Après avoir vu au cinéma, enfin, Fenêtre sur cour et ensuite acheté le DVD, Julien, qui venait de gagner une paire de jumelles à Questions pour un champion, décida tout d'un coup de jouer à James Stewart mais sans jambe cassée et sans hélas Grace Kelly et d'aller espionner intimement ses voisin d'en face qu'il détestait tous sans savoir pourquoi. Bon, il matait déjà un peu le soir à travers le vasistas de la salle de bains, comme ça sans plus, mais avec les jumelles tout allait changer. Véronique lui demandait bien ce qu'il faisait dans la toilette, euh, je hume le temps de demain répondait-il, ce qu'elle m'agace pensait-il et elle il lui faut deux heures pour son foutu vernis à ongles sur les doigts de pied comme si elle en avait pas assez sur les mains.

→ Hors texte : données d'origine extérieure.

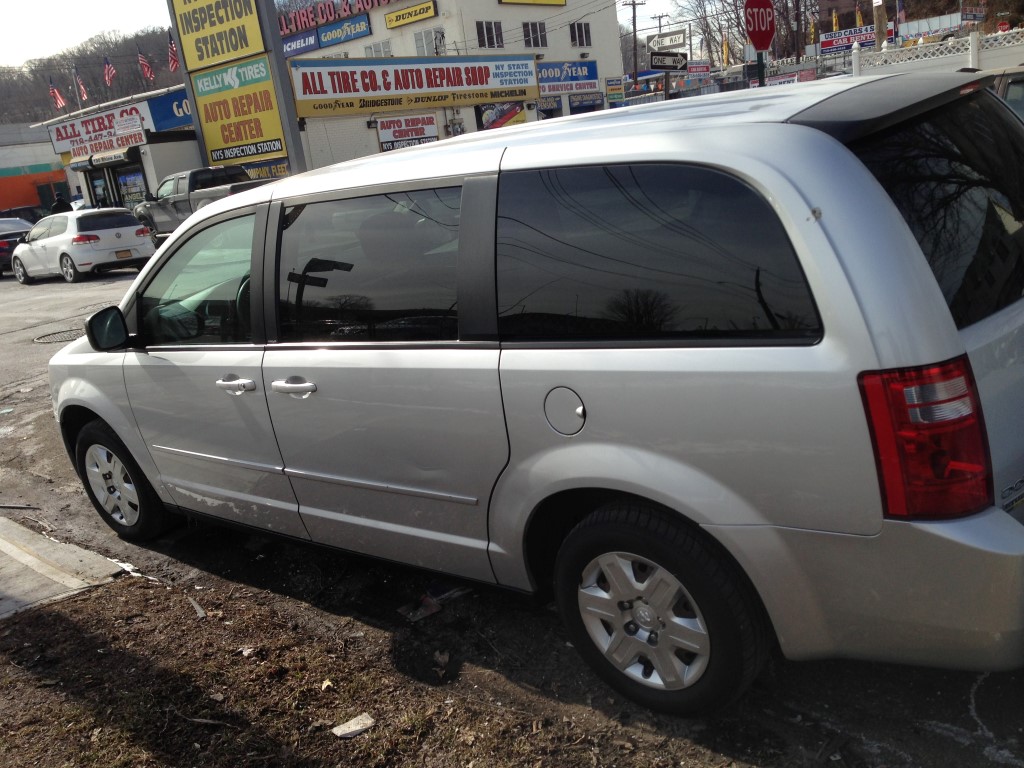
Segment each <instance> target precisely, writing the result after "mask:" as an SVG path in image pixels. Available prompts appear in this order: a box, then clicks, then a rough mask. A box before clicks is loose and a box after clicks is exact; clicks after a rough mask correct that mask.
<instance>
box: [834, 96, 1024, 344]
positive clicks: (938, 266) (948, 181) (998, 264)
mask: <svg viewBox="0 0 1024 768" xmlns="http://www.w3.org/2000/svg"><path fill="white" fill-rule="evenodd" d="M851 148H852V150H853V151H854V152H855V153H856V154H857V156H858V157H859V158H860V159H861V160H862V161H863V162H864V164H865V165H866V166H867V167H868V168H869V169H870V170H871V172H872V173H873V174H874V176H876V177H877V178H878V179H879V181H880V182H881V183H882V185H883V186H884V187H885V188H886V191H888V193H889V196H890V197H891V198H892V200H893V202H894V203H895V204H896V207H897V208H898V209H899V211H900V213H901V214H903V218H904V219H906V223H907V224H909V226H910V229H911V231H912V232H913V234H914V237H915V238H916V240H918V243H920V244H921V249H922V251H924V253H925V256H926V258H927V259H928V263H929V264H930V265H931V267H932V271H933V272H934V273H935V278H936V280H937V281H938V283H939V287H940V288H941V289H942V293H943V295H944V296H945V298H946V303H948V304H949V309H950V311H951V312H952V315H953V319H954V321H955V323H956V327H957V328H964V327H966V326H969V325H971V324H972V323H977V322H978V321H980V319H982V318H984V317H987V316H988V315H990V314H992V313H993V312H995V311H997V310H998V309H1000V308H1002V307H1005V306H1007V305H1009V304H1011V303H1013V302H1015V301H1017V300H1018V299H1019V298H1020V297H1021V294H1022V291H1024V258H1022V257H1024V226H1022V224H1024V128H1022V126H1021V123H1020V121H1019V120H1017V119H1016V118H1014V116H1013V115H1011V114H1010V113H1009V112H1008V111H1007V110H1006V108H1005V106H1004V105H1002V104H1000V103H999V102H998V100H997V99H996V98H995V97H994V96H992V95H991V94H989V93H987V92H982V93H978V94H976V95H974V96H972V97H971V98H968V99H961V100H958V101H956V102H954V103H953V104H950V105H948V106H943V108H942V109H941V110H937V111H934V112H931V113H928V114H926V115H924V116H922V117H919V118H916V119H913V120H910V121H907V122H906V123H903V124H901V125H899V126H897V127H896V128H894V129H892V130H890V131H888V132H886V133H883V134H878V135H873V136H870V137H868V138H866V139H862V140H861V141H858V142H856V143H855V144H853V145H852V146H851Z"/></svg>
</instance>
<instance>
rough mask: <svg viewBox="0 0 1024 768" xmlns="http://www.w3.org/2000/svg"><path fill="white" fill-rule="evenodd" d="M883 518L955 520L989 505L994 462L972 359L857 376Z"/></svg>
mask: <svg viewBox="0 0 1024 768" xmlns="http://www.w3.org/2000/svg"><path fill="white" fill-rule="evenodd" d="M858 382H859V384H860V393H861V396H862V397H863V399H864V409H865V410H866V412H867V422H868V425H869V426H870V429H871V440H872V441H873V443H874V457H876V461H877V462H878V466H879V479H880V482H881V484H882V492H883V494H882V495H883V500H884V503H885V512H886V514H887V515H888V516H890V517H897V518H904V519H905V518H919V519H924V518H931V519H936V518H950V517H964V516H966V515H970V514H974V513H975V512H980V511H981V510H983V509H985V508H986V507H990V506H991V505H992V482H991V475H992V470H991V462H990V460H989V456H988V438H987V436H986V434H985V422H984V420H983V419H982V415H981V402H980V400H979V399H978V387H977V385H976V384H975V381H974V374H973V372H972V371H971V362H970V360H968V358H967V356H966V355H964V356H961V357H955V358H953V359H951V360H948V361H946V362H940V364H938V365H935V366H924V367H922V368H911V369H896V370H893V371H872V372H867V373H863V374H861V375H860V376H859V377H858Z"/></svg>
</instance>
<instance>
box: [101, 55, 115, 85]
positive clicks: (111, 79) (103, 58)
mask: <svg viewBox="0 0 1024 768" xmlns="http://www.w3.org/2000/svg"><path fill="white" fill-rule="evenodd" d="M117 74H118V71H117V70H115V69H114V65H112V63H111V59H109V58H108V57H106V56H103V82H104V83H106V87H108V88H110V87H111V83H113V82H114V76H115V75H117Z"/></svg>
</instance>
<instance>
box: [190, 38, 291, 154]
mask: <svg viewBox="0 0 1024 768" xmlns="http://www.w3.org/2000/svg"><path fill="white" fill-rule="evenodd" d="M191 82H193V93H195V94H196V110H197V114H198V116H199V123H200V125H201V126H202V128H203V138H204V140H205V141H206V150H207V153H208V154H209V156H210V164H211V165H241V164H243V163H254V162H257V161H260V160H269V159H271V158H282V157H286V156H287V154H288V153H287V152H286V150H285V131H284V129H283V128H282V122H281V113H280V112H279V111H278V95H276V93H275V92H274V87H273V81H272V80H271V78H270V63H269V60H268V59H267V57H266V56H265V55H262V56H256V57H255V58H251V59H248V60H245V61H239V62H238V63H233V65H230V66H229V67H221V68H219V69H214V70H204V71H203V72H201V73H199V74H196V75H193V76H191Z"/></svg>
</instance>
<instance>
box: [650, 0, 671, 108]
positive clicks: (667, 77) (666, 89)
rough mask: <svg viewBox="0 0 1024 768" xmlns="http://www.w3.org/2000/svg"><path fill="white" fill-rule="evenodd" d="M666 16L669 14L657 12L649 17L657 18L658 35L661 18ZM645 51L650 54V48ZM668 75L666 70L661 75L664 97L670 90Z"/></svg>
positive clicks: (662, 90) (670, 82) (668, 74)
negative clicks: (665, 72)
mask: <svg viewBox="0 0 1024 768" xmlns="http://www.w3.org/2000/svg"><path fill="white" fill-rule="evenodd" d="M668 16H669V14H668V13H658V14H657V15H656V16H651V18H656V19H657V34H658V35H660V34H662V19H663V18H668ZM647 53H648V55H649V54H650V50H648V51H647ZM648 60H649V59H648ZM669 75H670V73H668V72H667V73H665V75H664V76H663V80H662V92H663V93H665V97H666V98H668V97H669V91H671V90H672V78H671V77H669Z"/></svg>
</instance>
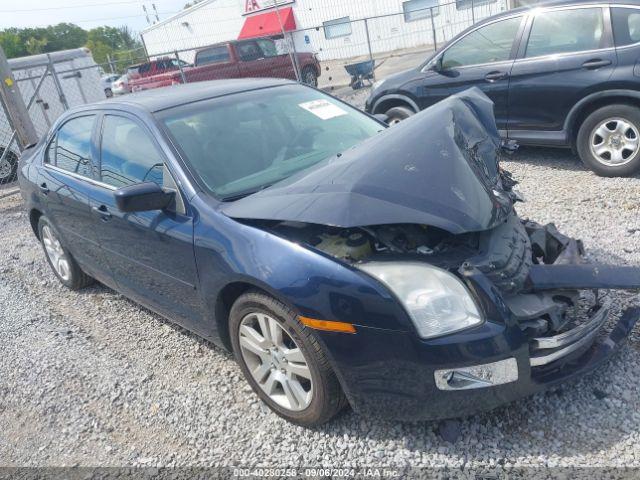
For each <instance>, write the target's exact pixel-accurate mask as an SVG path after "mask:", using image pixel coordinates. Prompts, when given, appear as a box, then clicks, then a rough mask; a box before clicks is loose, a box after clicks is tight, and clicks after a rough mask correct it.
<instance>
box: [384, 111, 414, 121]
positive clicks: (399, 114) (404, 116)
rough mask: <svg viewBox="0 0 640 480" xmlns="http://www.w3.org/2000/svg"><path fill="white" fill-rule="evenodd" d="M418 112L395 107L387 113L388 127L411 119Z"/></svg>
mask: <svg viewBox="0 0 640 480" xmlns="http://www.w3.org/2000/svg"><path fill="white" fill-rule="evenodd" d="M415 114H416V112H414V111H413V110H411V109H410V108H407V107H393V108H390V109H389V110H387V111H386V112H385V115H386V116H387V125H395V124H396V123H400V122H401V121H403V120H406V119H407V118H409V117H412V116H413V115H415Z"/></svg>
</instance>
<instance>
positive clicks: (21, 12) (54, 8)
mask: <svg viewBox="0 0 640 480" xmlns="http://www.w3.org/2000/svg"><path fill="white" fill-rule="evenodd" d="M153 1H154V2H162V1H167V0H153ZM135 3H138V4H142V3H143V2H142V0H123V1H118V2H101V3H88V4H84V5H72V6H69V5H65V6H60V7H43V8H27V9H13V10H0V13H31V12H44V11H50V10H68V9H77V8H86V7H109V6H111V5H132V4H135Z"/></svg>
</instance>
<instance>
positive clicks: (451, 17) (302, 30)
mask: <svg viewBox="0 0 640 480" xmlns="http://www.w3.org/2000/svg"><path fill="white" fill-rule="evenodd" d="M276 2H277V6H276ZM508 2H509V0H452V1H449V0H440V2H438V0H203V1H202V2H200V3H198V4H196V5H195V6H193V7H191V8H188V9H186V10H184V11H183V12H180V13H178V14H176V15H174V16H172V17H170V18H167V19H166V20H164V21H162V22H159V23H157V24H155V25H153V26H151V27H149V28H147V29H145V30H144V31H143V32H142V38H143V41H144V45H145V48H146V49H147V53H148V55H149V56H151V57H154V56H159V55H162V54H167V53H170V52H174V51H176V50H178V51H182V50H188V49H194V48H199V47H204V46H207V45H211V44H214V43H218V42H223V41H228V40H234V39H239V38H252V37H259V36H274V37H275V36H278V35H280V36H282V30H283V29H284V30H285V31H286V32H289V33H288V34H287V36H288V37H289V38H290V39H293V41H294V43H295V48H296V49H297V50H298V51H312V52H316V53H317V54H318V57H319V58H320V60H333V59H339V58H351V57H359V56H365V55H368V54H369V48H371V51H372V53H373V54H378V53H383V52H391V51H395V50H401V49H411V48H416V47H421V46H424V45H433V43H434V42H433V36H434V33H435V37H436V42H437V43H438V44H441V43H442V42H444V41H446V40H448V39H449V38H451V37H452V36H453V35H455V34H456V33H458V32H459V31H461V30H463V29H464V28H466V27H468V26H469V25H471V24H472V23H473V22H474V21H478V20H479V19H481V18H484V17H487V16H489V15H493V14H495V13H498V12H500V11H502V10H505V9H507V8H508ZM364 19H367V20H366V21H365V20H364ZM290 41H291V40H290ZM369 45H370V47H369ZM180 57H181V58H183V59H184V60H187V61H192V60H193V53H192V52H185V53H181V54H180Z"/></svg>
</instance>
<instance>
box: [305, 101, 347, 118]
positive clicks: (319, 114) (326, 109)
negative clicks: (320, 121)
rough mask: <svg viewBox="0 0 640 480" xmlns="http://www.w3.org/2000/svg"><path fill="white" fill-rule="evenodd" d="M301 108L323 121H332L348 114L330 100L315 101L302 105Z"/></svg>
mask: <svg viewBox="0 0 640 480" xmlns="http://www.w3.org/2000/svg"><path fill="white" fill-rule="evenodd" d="M299 106H300V107H301V108H304V109H305V110H307V111H308V112H311V113H313V114H314V115H315V116H316V117H318V118H321V119H322V120H330V119H331V118H335V117H341V116H343V115H346V114H347V112H346V111H345V110H343V109H341V108H340V107H339V106H337V105H335V104H333V103H331V102H329V101H328V100H313V101H311V102H304V103H300V104H299Z"/></svg>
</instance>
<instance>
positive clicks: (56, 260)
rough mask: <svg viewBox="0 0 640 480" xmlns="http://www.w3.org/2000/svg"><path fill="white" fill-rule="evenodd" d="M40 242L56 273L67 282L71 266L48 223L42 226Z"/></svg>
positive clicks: (49, 260)
mask: <svg viewBox="0 0 640 480" xmlns="http://www.w3.org/2000/svg"><path fill="white" fill-rule="evenodd" d="M42 243H43V244H44V250H45V252H46V254H47V257H48V258H49V261H50V262H51V265H53V268H54V269H55V271H56V273H57V274H58V275H59V276H60V278H62V280H64V281H65V282H68V281H69V279H70V278H71V266H70V265H69V259H68V258H67V254H66V253H65V252H64V249H63V248H62V245H61V244H60V240H58V238H57V237H56V236H55V234H54V233H53V230H51V228H50V227H49V225H45V226H43V227H42Z"/></svg>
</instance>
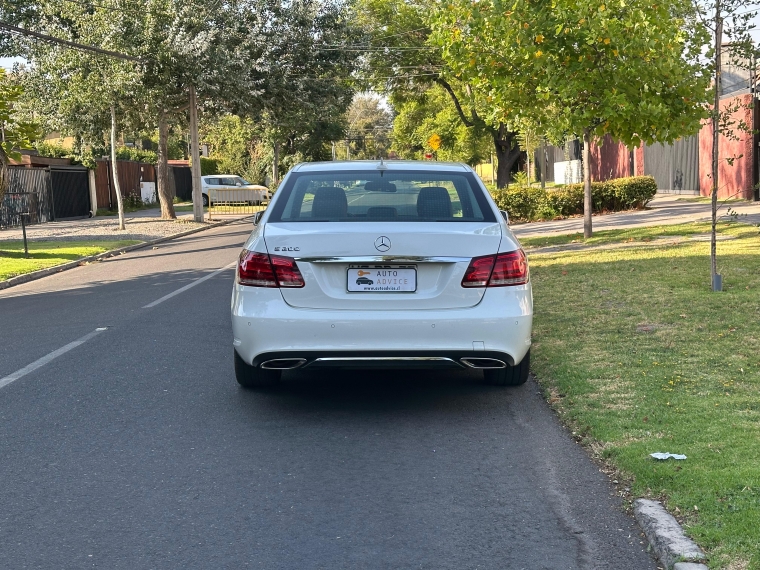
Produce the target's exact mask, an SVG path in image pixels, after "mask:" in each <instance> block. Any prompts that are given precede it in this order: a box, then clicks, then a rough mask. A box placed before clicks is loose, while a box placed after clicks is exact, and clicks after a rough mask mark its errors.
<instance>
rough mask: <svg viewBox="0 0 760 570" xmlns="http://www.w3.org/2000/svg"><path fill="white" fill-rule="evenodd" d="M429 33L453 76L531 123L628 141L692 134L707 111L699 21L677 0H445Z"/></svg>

Déjà à la télé quand l'animateur excité lui avait dit ah ah on porte le même prénom et ah ah vous avez été un excellent candidat il avait fallu se farcir ce con avec ses vannes qui suis-je... je suis je suis ? réponse :un connard !, il avait eu les dicos inutiles à ses yeux et la paire de jumelles pour ses yeux, qu'en faire ? la revendre ?.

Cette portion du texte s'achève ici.